PORTLAND'S PAROLE OFFICERS spend a lot of time in stinky places. Smelling cat pee in squalid apartments. Human pee under bridges.

"I love the smell of urine in the morning!" says Officer Ron Kates, inhaling deeply as we bike under the Burnside Bridge with Officer Dylan Arthur, looking for someone who has disappeared.

Parole officers keep track of people who have just been released from prison, the guys and gals who must check in weekly or monthly to let the state know they're not drinking, not dealing, not hoarding pornography, or harassing their girlfriend—depending on why they went to prison in the first place. If they stay clean, they stay free. When parolees relapse or skip meetings, Kates or Arthur issue a warrant and try to find them in whatever street or ditch they've landed.

The team has a new tool to help them track down parolees who've disappeared: bikes.

The Multnomah County Department of Community Justice purchased two bicycles last month. Only five of its 120 parole officers have undergone the 40 hours of training required to ride, but District Manager Pat Schreiner is enthusiastic that bikes are the future of parole patrol.

"People are more willing to talk to someone on a bike than an authority figure in the car," says Schreiner. Though the county shelled out about $1,500 for two hardy Focus mountain bikes and equipment, Schreiner expects to save money in the long run. "If they are able to connect with people out in the community who were reluctant to call in, it will save us a bunch of money because we'll save on court costs and issuing warrants."

On the street, Kates attracts hoots and hollers from the rough and tumble crowd outside Sisters of the Road when he lifts his bike up on his shoulder to enter the West Hotel.

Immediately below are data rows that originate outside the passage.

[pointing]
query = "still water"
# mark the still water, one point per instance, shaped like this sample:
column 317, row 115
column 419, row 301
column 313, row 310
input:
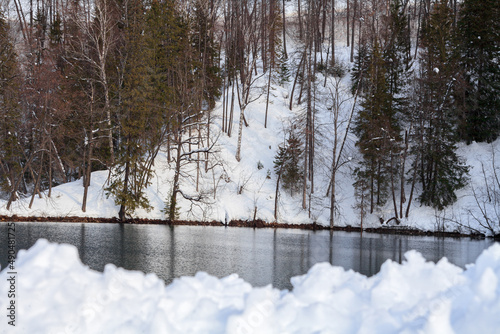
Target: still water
column 260, row 256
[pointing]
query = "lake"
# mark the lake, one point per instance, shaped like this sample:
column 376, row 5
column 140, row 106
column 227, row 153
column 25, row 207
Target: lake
column 260, row 256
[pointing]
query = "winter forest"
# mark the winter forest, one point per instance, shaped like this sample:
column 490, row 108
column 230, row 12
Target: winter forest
column 370, row 101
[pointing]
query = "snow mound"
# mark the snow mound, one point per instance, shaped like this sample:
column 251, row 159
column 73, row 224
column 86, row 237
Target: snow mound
column 56, row 293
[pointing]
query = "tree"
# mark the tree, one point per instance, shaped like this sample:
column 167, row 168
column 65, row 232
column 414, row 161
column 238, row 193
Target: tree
column 287, row 163
column 10, row 114
column 378, row 132
column 478, row 28
column 441, row 171
column 131, row 172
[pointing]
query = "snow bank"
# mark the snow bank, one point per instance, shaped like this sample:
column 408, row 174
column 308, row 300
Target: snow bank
column 58, row 294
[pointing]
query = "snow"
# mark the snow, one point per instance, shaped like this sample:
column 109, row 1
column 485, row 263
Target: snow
column 56, row 293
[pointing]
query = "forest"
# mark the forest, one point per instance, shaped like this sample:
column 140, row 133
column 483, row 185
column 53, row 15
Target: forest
column 108, row 85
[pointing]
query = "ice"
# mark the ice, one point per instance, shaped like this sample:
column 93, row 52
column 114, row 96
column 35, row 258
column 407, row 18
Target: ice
column 58, row 294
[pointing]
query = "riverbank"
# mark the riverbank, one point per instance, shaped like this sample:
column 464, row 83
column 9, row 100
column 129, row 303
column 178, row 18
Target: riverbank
column 394, row 230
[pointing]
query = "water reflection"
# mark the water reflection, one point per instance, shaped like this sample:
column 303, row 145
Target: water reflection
column 260, row 256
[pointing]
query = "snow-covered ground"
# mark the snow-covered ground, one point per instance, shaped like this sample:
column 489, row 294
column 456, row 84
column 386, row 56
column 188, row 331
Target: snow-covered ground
column 56, row 293
column 246, row 189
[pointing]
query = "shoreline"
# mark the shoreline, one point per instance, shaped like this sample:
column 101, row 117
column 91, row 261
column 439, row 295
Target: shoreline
column 391, row 230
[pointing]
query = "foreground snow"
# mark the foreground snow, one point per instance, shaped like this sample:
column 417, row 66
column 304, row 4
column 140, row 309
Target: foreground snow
column 58, row 294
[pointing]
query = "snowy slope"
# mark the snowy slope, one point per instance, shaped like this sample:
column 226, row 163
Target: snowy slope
column 247, row 188
column 56, row 293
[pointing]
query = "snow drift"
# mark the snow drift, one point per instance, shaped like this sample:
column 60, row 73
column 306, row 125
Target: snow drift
column 56, row 293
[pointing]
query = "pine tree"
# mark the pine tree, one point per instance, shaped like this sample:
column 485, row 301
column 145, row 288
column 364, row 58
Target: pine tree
column 131, row 172
column 378, row 132
column 478, row 34
column 441, row 171
column 10, row 113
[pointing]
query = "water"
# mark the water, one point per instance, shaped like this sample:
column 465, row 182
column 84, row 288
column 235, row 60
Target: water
column 260, row 256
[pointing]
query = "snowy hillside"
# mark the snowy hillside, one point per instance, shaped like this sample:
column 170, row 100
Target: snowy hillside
column 246, row 190
column 413, row 297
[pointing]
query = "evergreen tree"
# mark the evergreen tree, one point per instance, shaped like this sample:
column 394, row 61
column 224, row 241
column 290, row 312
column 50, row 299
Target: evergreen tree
column 131, row 172
column 10, row 113
column 479, row 37
column 397, row 56
column 378, row 131
column 441, row 172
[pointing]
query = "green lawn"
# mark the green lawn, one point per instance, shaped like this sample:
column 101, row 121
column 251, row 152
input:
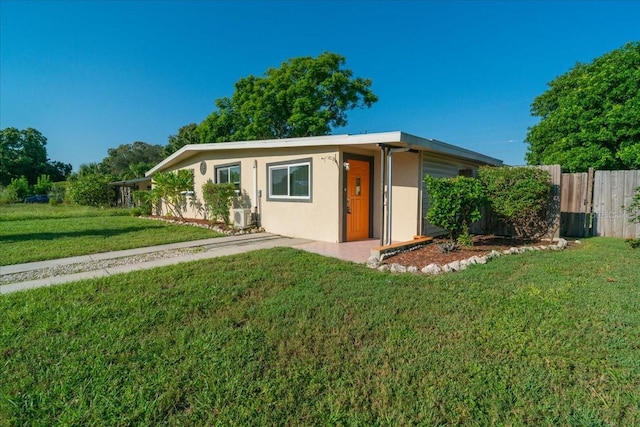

"Ooo! Muscle man!" shouts a former parolee from the corner.

"Hey! You want a true Marine to watch your bikes?" asks another man. A third parolee, with an eye patch and few teeth, walks over to check us out, an unusual trio on bikes. Arthur and Kates have a key to the West (they check in on two parolees here), but they left it at the office. We're locked out.

"How are you doing?" Kates asks the eye-patch guy.

"I'm alive!" he replies, placing a finger on his neck below his whiskery beard. "Wait, let me check my pulse," he jokes.

"People are more willing to talk to you on a bike," Kates says to me. "When you roll by in a car, I don't know, maybe people think it's a short trip from talking to you to being arrested and being in the back of the car."

The more people there are who will talk to them, the more likely they are to find someone who's slipped away.

Arthur and Kates are each responsible for about 50 guys, mostly sex offenders. We're eventually let into the West Hotel and carry our bikes up a long flight of red, wooden stairs.

"It's not an easy transition. You take guys who've lived the criminal lifestyle all their lives, throw 'em in jail and expect them to be totally different when they get out. That's not going to happen," says Arthur. Biking to a parolee's house unannounced or rolling past him on the street, the officers can see who he's hanging out with and what his life looks like.

A parolee who lives at the far end of the hall has hung decorative antlers and a Slinky from his ceiling. He asks how he can go about collecting cans to return for nickels, since he's banned from having beer cans in his room.

"You'd have to just return them right away," says Arthur. "And if Ron or I roll by and see you with a bunch of beer cans, expect to be peeing in a cup."